Samsung just recently announced in a press release that its Galaxy Tab 2 7.0 -- or the new version of the 7-inch Samsung Galaxy Tab -- is now available for preorder for $249.99, and will be available for purchase on April 22.
It's not the only cheap 7-inch tablet powered by Google's open-source Android operating system, though. Asus unveiled a $249 tablet with a quad-core Tegra 3 processor at this year's Mobile World Congress in February, and it's not available yet but should come out later this year. Meanwhile, camera manufacturer Polaroid just submitted the plans for a low-end tablet to the FCC, which Android Authority's Adrian Diaconescu suggests might cost as little as $150 based on its specs.
When these tablets come out, they'll have their work cut out for them. The iPad's in a completely different price range and size category, but the next-best selling tablets -- Amazon's Kindle Fire, and Barnes and Noble's Nook Color and Nook Tablet -- are 7-inch tablets with streamlined menus, which are tied into the two retail giants' stores. Plus, they all cost $199 at most. What sets these new tablets apart from them?
Besides having a powerful dual-core processor and 1 GB of RAM, the Galaxy Tab 2 7.0 has built-in basic front- and rear-facing cameras, as well as a microSD card slot which allows you to add up to 32 GB of memory. These features are standard on most Android tablets. The Kindle and Nook don't have them; they're marketed as e-readers that can watch video and run apps, and were shipped with only the basic hardware for doing so.
Because they don't have a partnership with Google, Amazon's (and Barnes and Noble's) tablets lack Google apps, including Docs and Gmail. But while they can run those apps from the web, they can't install apps from the Google Play store, which features hundreds of thousands of free and paid Android apps. Instead, they use their own app stores, with much smaller selections (Amazon has more than Barnes and Noble).
In contrast, tablets like the Galaxy Tab 2 7.0 can buy apps from Amazon's "Appstore," and can also install the Nook and Kindle Apps to buy books from their stores. They can't buy or run apps from the Nook market, though, nor can they play the Nook's animated children's books.
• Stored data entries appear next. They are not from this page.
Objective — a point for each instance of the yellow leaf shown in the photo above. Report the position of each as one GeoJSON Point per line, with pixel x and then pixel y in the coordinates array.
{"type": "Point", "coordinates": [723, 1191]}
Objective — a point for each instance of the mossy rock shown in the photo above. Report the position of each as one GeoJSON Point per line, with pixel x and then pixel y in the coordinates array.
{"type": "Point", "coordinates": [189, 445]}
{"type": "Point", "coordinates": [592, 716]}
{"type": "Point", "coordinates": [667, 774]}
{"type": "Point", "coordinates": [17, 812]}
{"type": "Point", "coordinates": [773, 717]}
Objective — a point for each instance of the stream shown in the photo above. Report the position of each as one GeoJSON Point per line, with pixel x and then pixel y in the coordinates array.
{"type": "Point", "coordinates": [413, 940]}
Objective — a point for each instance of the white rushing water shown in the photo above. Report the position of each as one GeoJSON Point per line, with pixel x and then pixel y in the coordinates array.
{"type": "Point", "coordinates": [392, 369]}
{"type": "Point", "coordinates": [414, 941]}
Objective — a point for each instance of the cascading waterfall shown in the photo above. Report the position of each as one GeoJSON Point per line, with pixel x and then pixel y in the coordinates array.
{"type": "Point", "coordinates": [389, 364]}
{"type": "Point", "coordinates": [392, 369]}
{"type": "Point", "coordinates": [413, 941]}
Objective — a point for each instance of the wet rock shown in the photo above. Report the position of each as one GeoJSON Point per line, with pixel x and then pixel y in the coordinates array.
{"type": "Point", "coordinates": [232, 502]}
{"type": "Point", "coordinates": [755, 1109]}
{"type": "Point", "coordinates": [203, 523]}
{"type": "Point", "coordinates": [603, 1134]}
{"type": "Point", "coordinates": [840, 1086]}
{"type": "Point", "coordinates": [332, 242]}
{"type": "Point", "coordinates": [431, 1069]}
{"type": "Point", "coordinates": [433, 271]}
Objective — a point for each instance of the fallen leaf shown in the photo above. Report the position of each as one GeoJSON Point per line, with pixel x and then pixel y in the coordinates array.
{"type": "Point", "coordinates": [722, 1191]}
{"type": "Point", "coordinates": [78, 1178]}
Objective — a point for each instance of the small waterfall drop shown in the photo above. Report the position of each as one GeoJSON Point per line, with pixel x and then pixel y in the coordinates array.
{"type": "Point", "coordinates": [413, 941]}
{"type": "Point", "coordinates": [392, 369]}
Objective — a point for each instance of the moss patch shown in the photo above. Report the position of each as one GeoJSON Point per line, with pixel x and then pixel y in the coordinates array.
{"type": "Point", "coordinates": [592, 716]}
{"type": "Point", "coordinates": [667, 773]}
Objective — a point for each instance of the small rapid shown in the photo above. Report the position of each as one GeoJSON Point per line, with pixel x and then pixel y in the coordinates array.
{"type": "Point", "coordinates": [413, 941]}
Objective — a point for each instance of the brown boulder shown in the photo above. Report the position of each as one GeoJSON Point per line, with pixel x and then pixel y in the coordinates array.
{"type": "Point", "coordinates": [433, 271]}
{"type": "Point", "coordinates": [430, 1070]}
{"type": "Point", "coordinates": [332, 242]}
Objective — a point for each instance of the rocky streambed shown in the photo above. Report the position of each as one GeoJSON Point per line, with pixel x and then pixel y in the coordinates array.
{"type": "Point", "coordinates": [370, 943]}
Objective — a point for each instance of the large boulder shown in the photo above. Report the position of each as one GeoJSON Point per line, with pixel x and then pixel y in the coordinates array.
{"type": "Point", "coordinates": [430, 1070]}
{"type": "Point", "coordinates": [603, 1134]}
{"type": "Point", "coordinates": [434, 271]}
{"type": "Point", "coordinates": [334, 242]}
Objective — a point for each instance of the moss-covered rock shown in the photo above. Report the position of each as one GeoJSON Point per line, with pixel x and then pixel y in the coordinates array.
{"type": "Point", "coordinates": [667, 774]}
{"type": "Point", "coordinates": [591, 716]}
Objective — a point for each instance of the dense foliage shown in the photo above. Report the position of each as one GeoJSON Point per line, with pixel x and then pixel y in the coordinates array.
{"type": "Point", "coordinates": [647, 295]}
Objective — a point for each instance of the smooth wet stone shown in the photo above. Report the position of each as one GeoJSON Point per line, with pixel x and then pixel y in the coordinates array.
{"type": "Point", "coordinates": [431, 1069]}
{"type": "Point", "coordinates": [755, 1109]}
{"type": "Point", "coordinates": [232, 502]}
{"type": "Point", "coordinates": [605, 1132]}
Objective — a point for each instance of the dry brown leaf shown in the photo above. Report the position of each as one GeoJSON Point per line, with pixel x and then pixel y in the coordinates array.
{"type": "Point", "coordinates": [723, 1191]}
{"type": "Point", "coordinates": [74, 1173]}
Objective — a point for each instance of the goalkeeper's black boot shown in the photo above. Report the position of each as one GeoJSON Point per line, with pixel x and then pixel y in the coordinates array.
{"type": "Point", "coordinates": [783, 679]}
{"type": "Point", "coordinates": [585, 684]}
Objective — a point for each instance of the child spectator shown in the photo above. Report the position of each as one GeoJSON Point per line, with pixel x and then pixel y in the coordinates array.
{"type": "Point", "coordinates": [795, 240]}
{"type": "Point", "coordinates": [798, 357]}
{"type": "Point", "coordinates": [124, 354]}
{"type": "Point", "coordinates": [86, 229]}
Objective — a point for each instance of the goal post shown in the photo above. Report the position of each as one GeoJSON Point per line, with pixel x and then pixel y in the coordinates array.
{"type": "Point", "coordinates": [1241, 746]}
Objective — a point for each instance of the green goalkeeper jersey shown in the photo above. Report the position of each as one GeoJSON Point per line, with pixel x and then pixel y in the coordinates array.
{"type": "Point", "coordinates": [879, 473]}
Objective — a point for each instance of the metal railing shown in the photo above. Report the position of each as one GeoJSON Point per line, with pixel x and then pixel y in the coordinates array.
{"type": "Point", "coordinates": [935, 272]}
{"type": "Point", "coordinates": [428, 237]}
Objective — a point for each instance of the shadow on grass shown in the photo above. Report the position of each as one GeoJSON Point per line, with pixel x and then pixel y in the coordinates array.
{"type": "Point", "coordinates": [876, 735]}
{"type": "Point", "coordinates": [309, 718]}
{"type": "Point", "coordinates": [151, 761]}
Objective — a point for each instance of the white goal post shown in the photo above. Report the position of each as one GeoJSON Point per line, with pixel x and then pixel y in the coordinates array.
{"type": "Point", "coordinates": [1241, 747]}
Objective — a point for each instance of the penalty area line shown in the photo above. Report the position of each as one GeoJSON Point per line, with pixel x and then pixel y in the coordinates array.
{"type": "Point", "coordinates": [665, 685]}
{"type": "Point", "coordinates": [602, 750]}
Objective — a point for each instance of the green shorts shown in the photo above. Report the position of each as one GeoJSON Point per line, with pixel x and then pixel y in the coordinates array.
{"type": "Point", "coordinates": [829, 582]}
The Kindle and Nook ship with a minimum of preloaded, non-uninstallable software, and use simplified menus that make it easy to read books and buy more online. In contrast, "Android tablets" like the Galaxy Tab 2 7.0 are closer to personal computers than appliances, with ways to customize (and possibly break) almost everything about them. They also tend to be packed with a ton of preloaded software that you can't get rid of; ComputerWorld's JR Raphael reports that of the Tab's built-in 8 GB of memory, only 4.3 GB are available when you first start it up.